Expresiones alternativas en el habla cotidiana
Algunas construcciones similares que enfatizan en el uso cotidiano incluyen frases como «saltar hacia arriba» o «entrar afuera». Aunque parezcan redundantes, los hablantes las emplean para enfatizar el movimiento o la dirección. Este fenómeno no es exclusivo del español; en otros idiomas, también se registran usos similares que enriquecen el habla y ofrecen matices de significado.
La flexibilidad de los pleonasmos
Los pleonasmos, esas construcciones que repiten información mediante el uso de sinónimos o términos innecesarios, han sido considerados durante mucho tiempo vicios del lenguaje. Sin embargo, su uso puede estar justificado. La RAE distingue entre pleonasmos que aportan valor expresivo, como «revivir de nuevo», y aquellos que son meramente redundantes. Este último tipo puede ser percibido como descuido en la comunicación, mientras que los primeros se valoran como recursos estilísticos.
Ejemplos ilustrativos
Para ilustrar esta tendencia, consideremos algunos ejemplos que se pueden clasificar de manera similar: «repetir de nuevo», que a menudo se dice sin consideración de su redundancia. Otros casos, como «bajar para abajo» o «entrar para adentro», no solo son comunes, sino que pueden resultar muy claros en el discurso cotidiano. Esta forma de hablar refleja un contexto social donde el énfasis y la claridad son valorados y, por lo tanto, se ha creado una aceptación natural hacia estos casos.
¿Qué implica esta aceptación para el futuro del español?
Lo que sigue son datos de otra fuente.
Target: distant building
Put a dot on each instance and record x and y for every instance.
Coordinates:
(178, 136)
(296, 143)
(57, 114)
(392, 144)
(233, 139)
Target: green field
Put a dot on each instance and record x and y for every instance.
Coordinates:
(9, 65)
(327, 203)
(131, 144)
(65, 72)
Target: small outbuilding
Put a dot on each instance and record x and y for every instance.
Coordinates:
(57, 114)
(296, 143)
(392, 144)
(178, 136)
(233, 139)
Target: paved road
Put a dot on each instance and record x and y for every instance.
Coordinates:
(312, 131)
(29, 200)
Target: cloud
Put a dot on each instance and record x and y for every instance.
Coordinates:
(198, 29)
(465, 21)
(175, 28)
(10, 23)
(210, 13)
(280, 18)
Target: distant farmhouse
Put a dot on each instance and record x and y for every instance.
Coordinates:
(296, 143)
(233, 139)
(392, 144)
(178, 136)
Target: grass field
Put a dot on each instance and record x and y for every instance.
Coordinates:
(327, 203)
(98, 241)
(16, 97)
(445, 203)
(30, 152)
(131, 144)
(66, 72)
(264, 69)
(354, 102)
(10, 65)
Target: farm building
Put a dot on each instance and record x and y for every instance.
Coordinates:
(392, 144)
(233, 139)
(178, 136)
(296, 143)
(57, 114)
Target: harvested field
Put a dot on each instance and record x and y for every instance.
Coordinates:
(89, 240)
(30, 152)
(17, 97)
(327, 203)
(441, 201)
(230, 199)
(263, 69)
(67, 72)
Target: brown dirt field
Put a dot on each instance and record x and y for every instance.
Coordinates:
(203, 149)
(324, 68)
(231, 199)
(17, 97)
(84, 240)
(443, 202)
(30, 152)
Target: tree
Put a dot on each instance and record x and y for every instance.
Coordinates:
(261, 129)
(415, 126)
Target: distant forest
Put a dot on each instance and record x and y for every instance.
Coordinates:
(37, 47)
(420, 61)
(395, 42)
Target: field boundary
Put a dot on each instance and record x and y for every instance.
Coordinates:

La apertura de la RAE a aceptar estas formas lingüísticas marca un precedente interesante en el crecimiento del idioma. Abre la puerta a que otros pleonasmos pudieran ser considerados válidos, lo que podría resultar en un lenguaje más dinámico y flexible. A medida que las normas gramaticales se adaptan a las realidades lingüísticas actuales, el español podría evolucionar hacia formas más inclusivas y fieles a las necesidades comunicativas de sus hablantes.
La opinión crítica sobre la redundancia
A pesar de la aceptación, existe un sector que continúa defendiendo la claridad como principio básico de la comunicación. La redundancia, incluso en su forma expresiva, puede generar confusión en algunos oyentes, especialmente en contextos más formales. La crítica se centra en que abusar de estas construcciones podría restar credibilidad al discurso y dar una impresión de falta de preparación o cuidado en la expresión.
Conclusión sobre el uso de expresiones coloquiales
La reciente legitimación de expresiones como «subir arriba» y «bajar abajo» por parte de la RAE destaca la complejidad del español y su capacidad para adaptarse a los usos cotidianos de los hablantes. Esta flexibilidad nos invita a reflexionar sobre nuestro propio uso del lenguaje y el valor que podemos encontrar en lo que podría haber sido considerado «incorrecto». A medida que el español avanza, se convierte en un reflejo más fiel de la realidad y diversidad cultural de sus hablantes, lo que es un avance positivo para la lengua.